I have a function that calculates a value of a scalar field on a 3D space, so I feed it 3D tensors for x, y and z coordinates (obtained by numpy.meshgrid) and use elementwise operations everywhere. This works as expected.
Now I need to calculate a gradient of the scalar field.

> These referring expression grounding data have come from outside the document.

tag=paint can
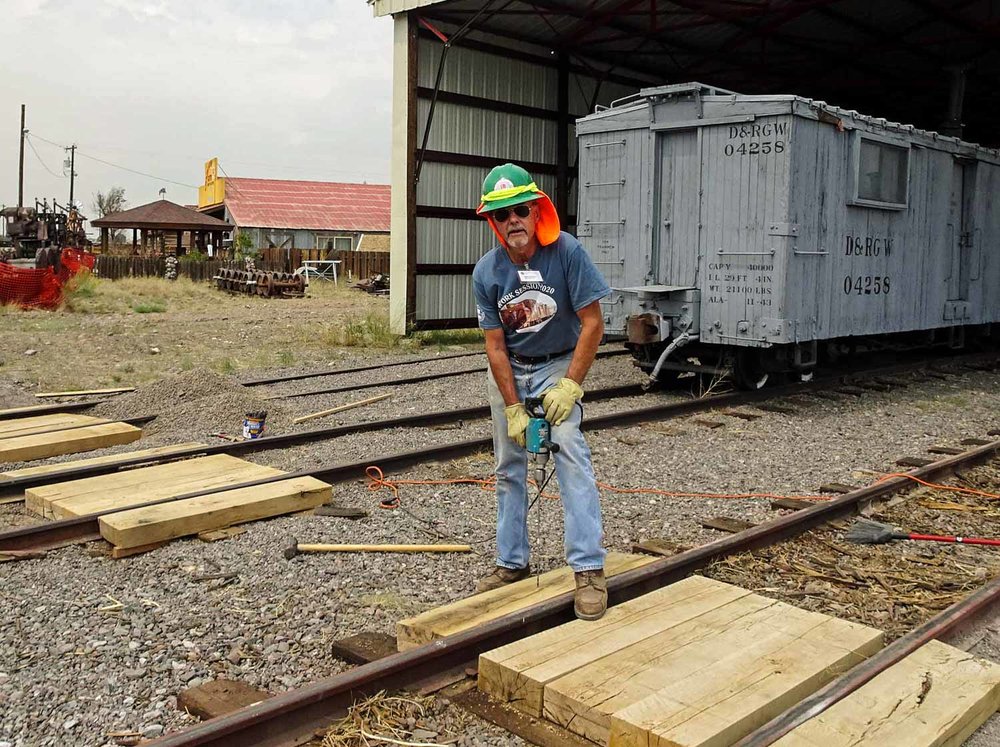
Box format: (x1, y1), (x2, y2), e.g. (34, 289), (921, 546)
(242, 410), (267, 440)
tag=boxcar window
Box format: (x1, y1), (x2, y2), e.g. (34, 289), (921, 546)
(857, 138), (909, 206)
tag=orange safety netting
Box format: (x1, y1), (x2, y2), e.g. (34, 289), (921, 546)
(0, 248), (96, 309)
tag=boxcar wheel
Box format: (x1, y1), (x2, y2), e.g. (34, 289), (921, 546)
(733, 350), (769, 390)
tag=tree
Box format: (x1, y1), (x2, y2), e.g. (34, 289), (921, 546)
(93, 187), (127, 244)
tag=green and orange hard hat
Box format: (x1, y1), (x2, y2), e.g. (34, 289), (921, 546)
(477, 163), (561, 247)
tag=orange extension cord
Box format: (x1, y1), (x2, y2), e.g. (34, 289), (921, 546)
(365, 465), (1000, 510)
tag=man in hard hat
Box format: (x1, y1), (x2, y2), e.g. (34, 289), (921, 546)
(472, 163), (610, 621)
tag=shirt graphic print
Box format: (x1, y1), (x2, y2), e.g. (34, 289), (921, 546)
(498, 282), (558, 333)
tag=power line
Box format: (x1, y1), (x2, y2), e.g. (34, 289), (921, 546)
(28, 132), (198, 189)
(24, 136), (66, 179)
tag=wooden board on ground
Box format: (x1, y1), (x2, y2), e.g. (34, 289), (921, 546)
(773, 639), (1000, 747)
(0, 422), (142, 464)
(330, 632), (399, 665)
(396, 552), (657, 652)
(177, 679), (271, 720)
(0, 413), (108, 440)
(479, 576), (883, 746)
(99, 476), (331, 549)
(455, 688), (596, 747)
(25, 454), (283, 519)
(0, 442), (207, 504)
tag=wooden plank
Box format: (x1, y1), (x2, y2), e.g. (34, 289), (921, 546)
(479, 576), (751, 717)
(99, 476), (332, 549)
(701, 516), (756, 533)
(0, 422), (141, 464)
(722, 410), (761, 421)
(0, 413), (106, 440)
(0, 403), (95, 418)
(547, 594), (882, 745)
(397, 552), (657, 652)
(962, 438), (992, 446)
(177, 679), (271, 721)
(772, 640), (1000, 747)
(693, 418), (725, 429)
(0, 442), (206, 483)
(27, 455), (282, 519)
(35, 387), (135, 398)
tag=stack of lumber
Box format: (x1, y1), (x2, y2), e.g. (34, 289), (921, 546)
(774, 639), (1000, 746)
(22, 454), (331, 555)
(0, 412), (141, 463)
(0, 442), (206, 503)
(396, 552), (657, 651)
(478, 575), (885, 746)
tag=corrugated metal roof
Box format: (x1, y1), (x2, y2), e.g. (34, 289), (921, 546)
(223, 178), (390, 232)
(371, 0), (447, 18)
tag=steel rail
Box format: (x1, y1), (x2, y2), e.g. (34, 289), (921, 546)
(735, 573), (1000, 746)
(145, 438), (1000, 747)
(261, 349), (631, 400)
(262, 364), (489, 400)
(241, 351), (483, 387)
(3, 352), (997, 552)
(0, 383), (646, 496)
(0, 399), (108, 421)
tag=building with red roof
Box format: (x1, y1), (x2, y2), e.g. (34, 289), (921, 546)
(196, 159), (390, 253)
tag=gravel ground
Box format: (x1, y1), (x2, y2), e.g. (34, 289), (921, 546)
(2, 360), (1000, 745)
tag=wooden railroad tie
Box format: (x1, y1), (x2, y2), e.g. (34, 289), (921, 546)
(834, 386), (866, 396)
(632, 538), (692, 557)
(770, 497), (820, 511)
(700, 516), (756, 533)
(693, 418), (725, 429)
(896, 456), (935, 468)
(722, 410), (762, 421)
(818, 482), (858, 494)
(756, 403), (797, 415)
(961, 438), (991, 446)
(927, 445), (965, 455)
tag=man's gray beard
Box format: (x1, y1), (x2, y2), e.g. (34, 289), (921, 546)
(507, 232), (530, 250)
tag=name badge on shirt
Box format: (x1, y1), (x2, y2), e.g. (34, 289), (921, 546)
(518, 269), (543, 283)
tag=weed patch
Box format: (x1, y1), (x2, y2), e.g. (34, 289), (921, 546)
(133, 300), (166, 313)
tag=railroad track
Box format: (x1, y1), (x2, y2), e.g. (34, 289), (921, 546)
(2, 351), (998, 554)
(135, 437), (1000, 747)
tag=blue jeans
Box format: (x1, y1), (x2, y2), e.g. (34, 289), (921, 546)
(487, 354), (606, 573)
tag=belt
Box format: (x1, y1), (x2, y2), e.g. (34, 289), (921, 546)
(509, 348), (574, 364)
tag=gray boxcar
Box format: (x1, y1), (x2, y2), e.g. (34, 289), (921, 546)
(576, 83), (1000, 387)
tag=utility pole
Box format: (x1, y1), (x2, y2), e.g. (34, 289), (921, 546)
(66, 144), (77, 207)
(18, 104), (25, 208)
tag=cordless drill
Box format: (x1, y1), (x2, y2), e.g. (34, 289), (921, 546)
(524, 397), (560, 484)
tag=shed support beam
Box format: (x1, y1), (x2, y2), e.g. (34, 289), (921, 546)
(390, 12), (418, 335)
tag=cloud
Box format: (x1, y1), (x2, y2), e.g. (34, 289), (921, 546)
(0, 0), (394, 209)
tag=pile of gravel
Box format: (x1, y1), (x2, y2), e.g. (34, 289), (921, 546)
(93, 369), (292, 440)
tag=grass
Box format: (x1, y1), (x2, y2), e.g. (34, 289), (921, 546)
(133, 300), (167, 313)
(322, 311), (401, 349)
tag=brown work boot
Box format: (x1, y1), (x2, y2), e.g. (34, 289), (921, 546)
(475, 565), (531, 593)
(574, 569), (607, 621)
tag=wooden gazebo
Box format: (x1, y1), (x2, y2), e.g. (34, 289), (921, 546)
(91, 199), (233, 255)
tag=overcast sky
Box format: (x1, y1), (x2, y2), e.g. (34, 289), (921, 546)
(0, 0), (393, 215)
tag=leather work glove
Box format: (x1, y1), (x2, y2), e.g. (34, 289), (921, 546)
(504, 403), (530, 447)
(541, 378), (584, 426)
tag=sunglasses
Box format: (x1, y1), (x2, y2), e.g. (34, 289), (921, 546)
(490, 204), (532, 223)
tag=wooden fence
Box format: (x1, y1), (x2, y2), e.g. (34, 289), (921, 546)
(260, 248), (390, 279)
(93, 250), (390, 282)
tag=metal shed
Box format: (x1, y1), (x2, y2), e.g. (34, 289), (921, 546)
(370, 0), (1000, 334)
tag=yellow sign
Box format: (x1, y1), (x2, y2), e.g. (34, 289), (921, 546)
(198, 157), (225, 208)
(204, 157), (218, 185)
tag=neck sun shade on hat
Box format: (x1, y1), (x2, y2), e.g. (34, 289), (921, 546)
(477, 163), (561, 248)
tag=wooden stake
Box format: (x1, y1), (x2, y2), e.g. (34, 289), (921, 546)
(35, 387), (135, 398)
(292, 393), (393, 424)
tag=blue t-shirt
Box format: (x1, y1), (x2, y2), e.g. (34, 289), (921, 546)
(472, 231), (610, 356)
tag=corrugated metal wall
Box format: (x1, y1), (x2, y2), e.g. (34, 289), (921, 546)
(396, 22), (642, 330)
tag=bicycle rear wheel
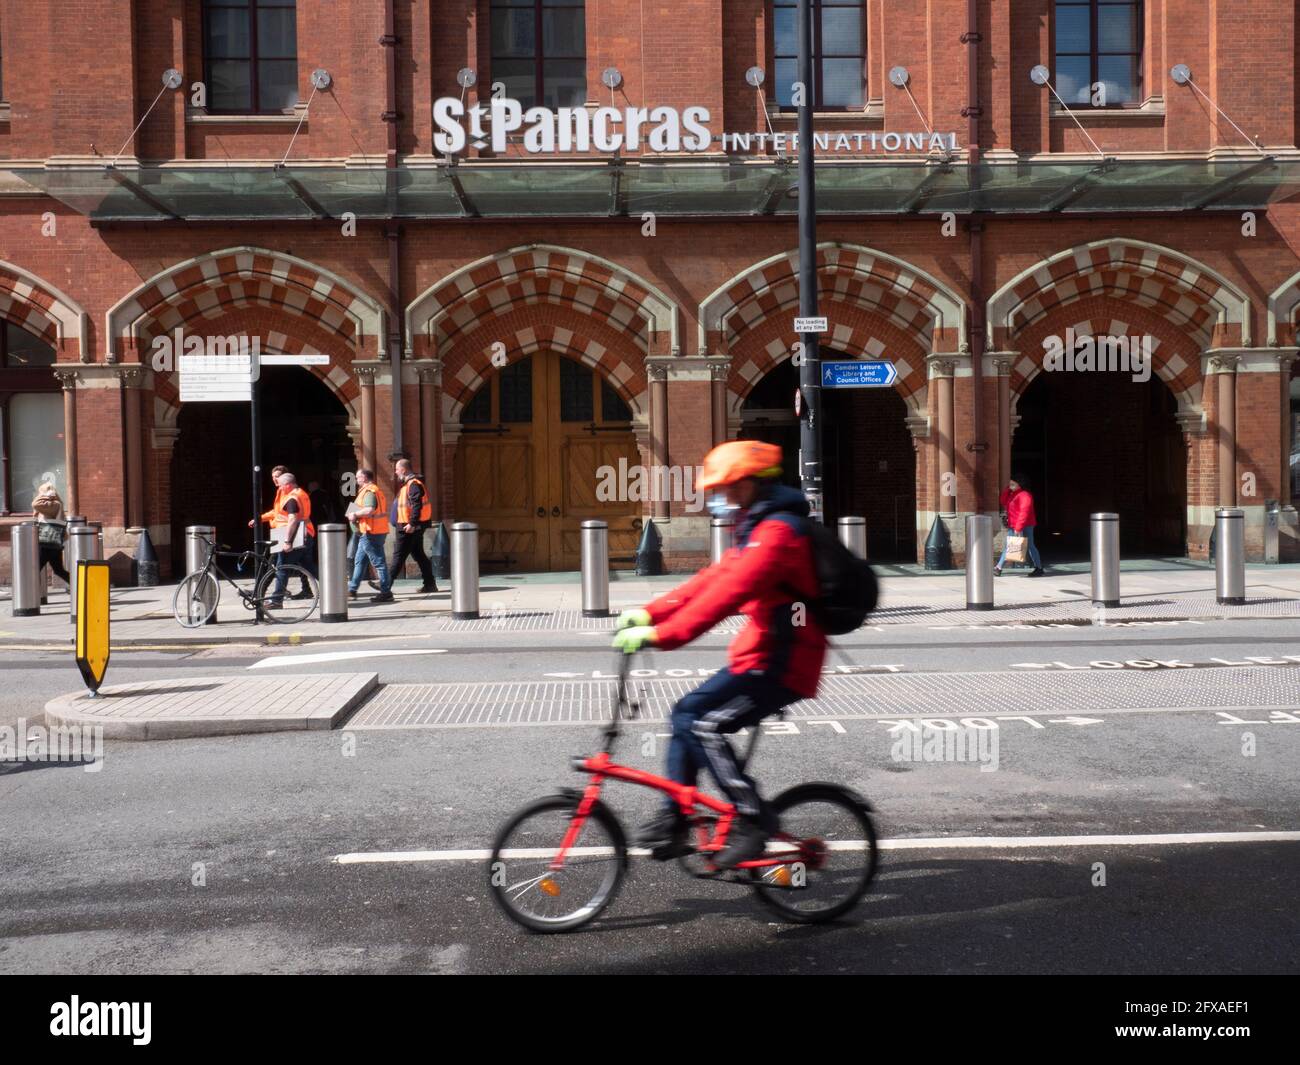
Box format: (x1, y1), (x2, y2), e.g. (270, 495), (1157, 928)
(172, 572), (219, 627)
(488, 794), (627, 933)
(748, 783), (878, 924)
(254, 564), (319, 623)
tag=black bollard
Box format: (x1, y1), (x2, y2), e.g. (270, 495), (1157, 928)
(431, 521), (451, 581)
(924, 515), (952, 570)
(131, 527), (160, 587)
(634, 520), (665, 576)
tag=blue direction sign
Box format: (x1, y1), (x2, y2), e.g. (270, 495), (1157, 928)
(821, 360), (897, 388)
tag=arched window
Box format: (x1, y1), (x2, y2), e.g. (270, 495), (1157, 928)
(490, 0), (587, 110)
(0, 322), (62, 514)
(771, 1), (865, 111)
(1054, 1), (1142, 107)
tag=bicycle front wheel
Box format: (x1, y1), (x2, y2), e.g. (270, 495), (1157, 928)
(172, 572), (219, 627)
(748, 783), (879, 924)
(254, 564), (319, 623)
(488, 794), (627, 933)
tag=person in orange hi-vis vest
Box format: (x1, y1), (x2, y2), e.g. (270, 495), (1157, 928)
(265, 472), (316, 608)
(348, 468), (393, 603)
(250, 465), (310, 598)
(389, 457), (437, 594)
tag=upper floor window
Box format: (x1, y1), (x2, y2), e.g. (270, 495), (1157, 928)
(772, 0), (865, 111)
(1, 322), (55, 368)
(1054, 0), (1142, 107)
(490, 0), (586, 110)
(203, 0), (299, 114)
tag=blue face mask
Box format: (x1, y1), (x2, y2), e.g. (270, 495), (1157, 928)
(707, 493), (739, 518)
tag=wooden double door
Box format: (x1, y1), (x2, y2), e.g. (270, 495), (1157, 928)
(455, 350), (642, 571)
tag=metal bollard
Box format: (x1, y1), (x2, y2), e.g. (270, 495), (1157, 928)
(67, 523), (102, 623)
(185, 524), (218, 625)
(11, 522), (41, 617)
(450, 521), (480, 620)
(1214, 508), (1246, 604)
(1264, 500), (1281, 564)
(710, 517), (735, 564)
(1089, 512), (1121, 607)
(580, 519), (609, 618)
(838, 516), (867, 559)
(965, 515), (994, 611)
(64, 515), (85, 578)
(318, 523), (349, 623)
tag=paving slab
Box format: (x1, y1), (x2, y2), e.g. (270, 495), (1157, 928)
(43, 673), (379, 740)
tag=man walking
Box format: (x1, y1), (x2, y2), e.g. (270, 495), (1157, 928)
(349, 468), (393, 603)
(266, 472), (316, 608)
(251, 465), (311, 597)
(389, 457), (437, 594)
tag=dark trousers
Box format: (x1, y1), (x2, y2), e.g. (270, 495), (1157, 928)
(39, 544), (69, 583)
(269, 542), (313, 603)
(664, 668), (801, 818)
(390, 526), (435, 587)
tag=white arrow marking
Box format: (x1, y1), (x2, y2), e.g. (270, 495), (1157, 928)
(543, 672), (585, 678)
(1048, 716), (1105, 726)
(249, 648), (447, 669)
(1010, 662), (1051, 669)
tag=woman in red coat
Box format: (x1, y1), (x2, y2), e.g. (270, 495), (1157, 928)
(996, 476), (1044, 576)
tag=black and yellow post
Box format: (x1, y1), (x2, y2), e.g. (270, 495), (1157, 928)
(75, 559), (111, 696)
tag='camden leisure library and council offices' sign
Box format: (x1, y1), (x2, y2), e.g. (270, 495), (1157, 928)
(433, 97), (959, 156)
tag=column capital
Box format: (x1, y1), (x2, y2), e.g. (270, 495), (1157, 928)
(1205, 353), (1240, 374)
(708, 358), (731, 381)
(983, 350), (1016, 376)
(905, 413), (930, 438)
(53, 367), (80, 389)
(1176, 409), (1207, 434)
(645, 361), (669, 383)
(927, 357), (958, 379)
(114, 365), (146, 387)
(355, 365), (378, 384)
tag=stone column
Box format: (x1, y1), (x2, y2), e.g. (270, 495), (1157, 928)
(992, 356), (1014, 490)
(709, 359), (730, 447)
(417, 362), (441, 519)
(356, 365), (377, 473)
(929, 358), (957, 516)
(53, 368), (80, 516)
(117, 366), (146, 529)
(647, 362), (669, 521)
(1209, 354), (1239, 506)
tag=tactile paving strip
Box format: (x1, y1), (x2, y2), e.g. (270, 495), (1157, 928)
(346, 666), (1300, 729)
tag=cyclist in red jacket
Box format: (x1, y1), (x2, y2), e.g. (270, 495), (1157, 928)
(612, 440), (827, 868)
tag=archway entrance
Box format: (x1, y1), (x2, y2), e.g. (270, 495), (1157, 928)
(455, 349), (640, 571)
(1013, 370), (1186, 558)
(740, 358), (918, 561)
(169, 366), (353, 574)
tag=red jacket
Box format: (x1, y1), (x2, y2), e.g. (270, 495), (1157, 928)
(645, 487), (826, 698)
(1000, 486), (1037, 531)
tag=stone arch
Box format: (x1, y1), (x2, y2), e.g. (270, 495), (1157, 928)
(406, 244), (680, 361)
(1265, 269), (1300, 346)
(987, 239), (1253, 351)
(699, 242), (967, 358)
(0, 260), (89, 359)
(106, 247), (386, 362)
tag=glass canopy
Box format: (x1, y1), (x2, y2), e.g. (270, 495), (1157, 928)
(7, 157), (1299, 222)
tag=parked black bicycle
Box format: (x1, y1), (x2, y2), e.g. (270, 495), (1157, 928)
(171, 535), (319, 627)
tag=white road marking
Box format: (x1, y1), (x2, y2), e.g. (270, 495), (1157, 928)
(331, 829), (1300, 865)
(249, 648), (448, 669)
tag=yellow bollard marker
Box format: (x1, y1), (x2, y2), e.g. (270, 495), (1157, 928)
(75, 560), (111, 696)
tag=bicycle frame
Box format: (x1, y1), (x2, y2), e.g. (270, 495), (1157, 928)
(195, 536), (280, 623)
(550, 655), (814, 875)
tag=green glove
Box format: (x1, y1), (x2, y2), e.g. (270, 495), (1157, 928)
(615, 607), (652, 630)
(612, 626), (658, 654)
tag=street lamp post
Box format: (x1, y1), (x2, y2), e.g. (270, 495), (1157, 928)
(796, 0), (824, 522)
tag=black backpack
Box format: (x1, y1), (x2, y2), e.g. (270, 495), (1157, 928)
(770, 513), (879, 635)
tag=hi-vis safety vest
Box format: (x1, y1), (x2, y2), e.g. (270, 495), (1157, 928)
(397, 477), (432, 524)
(357, 485), (389, 535)
(276, 486), (315, 538)
(261, 485), (288, 526)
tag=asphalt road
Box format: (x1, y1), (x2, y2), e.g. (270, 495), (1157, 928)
(1, 615), (1297, 974)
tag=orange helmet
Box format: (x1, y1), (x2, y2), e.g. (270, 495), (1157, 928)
(698, 440), (784, 491)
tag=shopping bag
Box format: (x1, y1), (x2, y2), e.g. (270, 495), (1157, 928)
(1005, 534), (1028, 563)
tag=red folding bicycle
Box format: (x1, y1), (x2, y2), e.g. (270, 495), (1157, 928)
(487, 653), (880, 933)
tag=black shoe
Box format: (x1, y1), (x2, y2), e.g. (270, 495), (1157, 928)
(713, 815), (768, 870)
(371, 591), (395, 603)
(1027, 568), (1045, 578)
(635, 809), (689, 860)
(348, 589), (361, 600)
(264, 601), (284, 610)
(291, 588), (313, 600)
(418, 582), (438, 594)
(993, 567), (1002, 577)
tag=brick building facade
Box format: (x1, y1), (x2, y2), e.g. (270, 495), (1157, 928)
(1, 0), (1299, 581)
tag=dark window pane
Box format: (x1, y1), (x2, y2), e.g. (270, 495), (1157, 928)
(461, 382), (492, 424)
(821, 58), (864, 107)
(559, 357), (594, 422)
(773, 7), (797, 56)
(492, 8), (537, 58)
(542, 59), (586, 108)
(1054, 55), (1091, 103)
(209, 60), (253, 111)
(258, 60), (299, 110)
(259, 0), (295, 6)
(499, 358), (533, 423)
(821, 8), (862, 57)
(1097, 54), (1138, 103)
(1055, 4), (1091, 52)
(1098, 4), (1138, 51)
(494, 0), (534, 6)
(207, 7), (251, 58)
(774, 58), (797, 106)
(601, 380), (631, 422)
(257, 7), (297, 58)
(542, 8), (585, 56)
(492, 60), (538, 108)
(4, 324), (56, 367)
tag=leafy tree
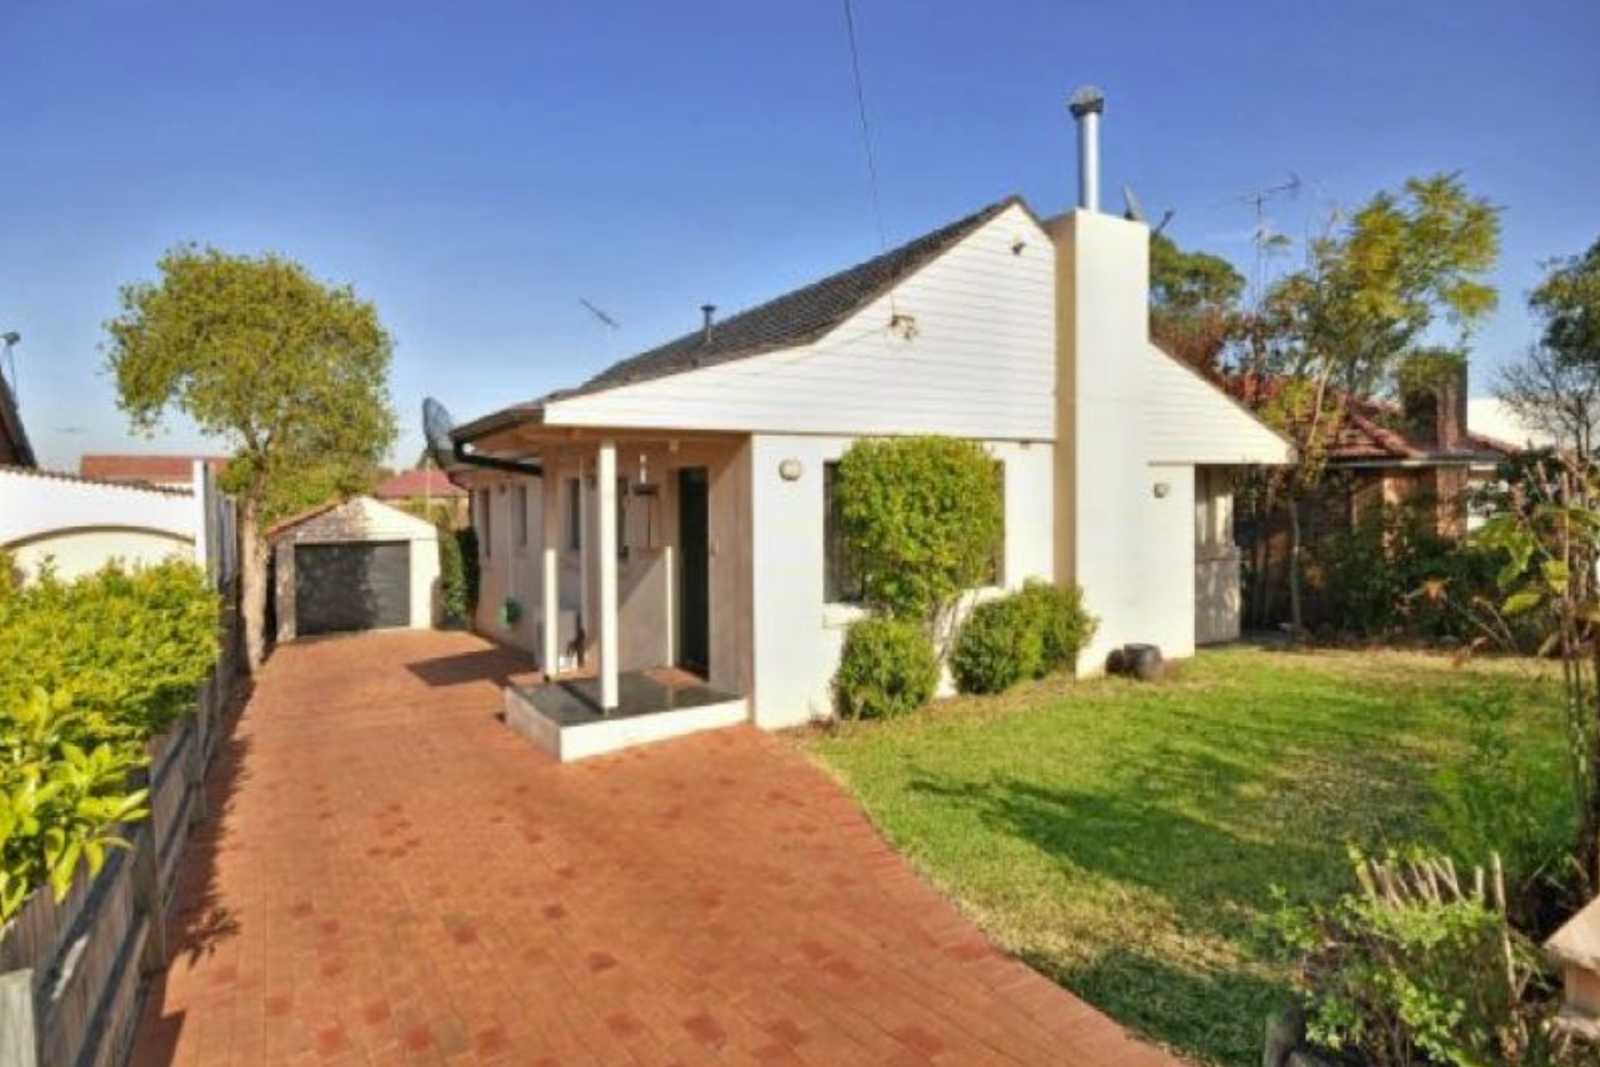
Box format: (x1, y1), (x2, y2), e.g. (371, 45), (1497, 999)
(1497, 237), (1600, 457)
(106, 246), (396, 669)
(1243, 174), (1500, 631)
(1149, 231), (1246, 371)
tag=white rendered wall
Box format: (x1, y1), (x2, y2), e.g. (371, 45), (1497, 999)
(0, 467), (198, 580)
(1140, 464), (1197, 660)
(11, 529), (190, 579)
(1053, 210), (1156, 673)
(748, 433), (1054, 729)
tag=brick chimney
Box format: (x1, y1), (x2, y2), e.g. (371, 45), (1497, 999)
(1402, 361), (1469, 450)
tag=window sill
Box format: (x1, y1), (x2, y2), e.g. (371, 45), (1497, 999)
(821, 602), (868, 629)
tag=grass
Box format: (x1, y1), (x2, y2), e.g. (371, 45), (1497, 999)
(806, 646), (1571, 1067)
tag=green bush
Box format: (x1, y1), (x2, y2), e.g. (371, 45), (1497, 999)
(1314, 503), (1505, 642)
(456, 527), (480, 614)
(833, 617), (939, 720)
(951, 581), (1095, 694)
(438, 524), (469, 623)
(1, 690), (151, 920)
(0, 559), (218, 920)
(0, 559), (221, 743)
(1274, 849), (1564, 1067)
(950, 596), (1043, 694)
(834, 436), (1002, 622)
(1018, 580), (1096, 674)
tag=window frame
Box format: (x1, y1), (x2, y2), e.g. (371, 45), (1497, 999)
(477, 488), (492, 559)
(514, 484), (529, 551)
(565, 478), (582, 553)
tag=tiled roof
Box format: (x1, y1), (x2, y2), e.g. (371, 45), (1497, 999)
(454, 195), (1027, 441)
(374, 469), (466, 499)
(1232, 374), (1516, 463)
(1332, 401), (1516, 462)
(79, 453), (229, 484)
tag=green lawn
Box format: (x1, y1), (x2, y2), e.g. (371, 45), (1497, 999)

I've been playing around with theano.tensor.grad
and theano.tensor.jacobian
and I don't understand how a derivative of elementwise operation is supposed to work.
This is a MWE that I don't understand:
import theano.tensor as T
x, y = T.matrices("xy")
expr = x**2 + y
grad = T.grad(expr[0, 0], x)
print(grad.eval({x: [[1, 2], [1, 2]], y: [[1, 1], [2, 2]]}))
It prints
[[ 2. 0.] [ 0. 0.]]
while I would expect
[[ 2. 4.] [ 2. 4.]]
I also tried with jacobian:
import theano.tensor as T
x, y = T.matrices("xy")
expr = x**2 + y
grad = T.jacobian(expr.flatten(), x)
print(grad.eval({x: [[1, 2], [1, 2]], y: [[1, 1], [2, 2]]}))
which retus
[[[ 2. 0.] [ 0. 0.]] [[ 0. 4.] [ 0. 0.]] [[ 0. 0.] [ 2. 0.]] [[ 0. 0.] [ 0. 4.]]]
(the nonzero elements together would give me my expected matrix from the previous example)
Is there some way to get the elmentwise gradients I need?
Can I for example somehow define the function as scalar (three scalars into a scalar) apply it elementwise over the coordinate tensors? This way the derivative would also be just a simple scalar and everything would work smoothly.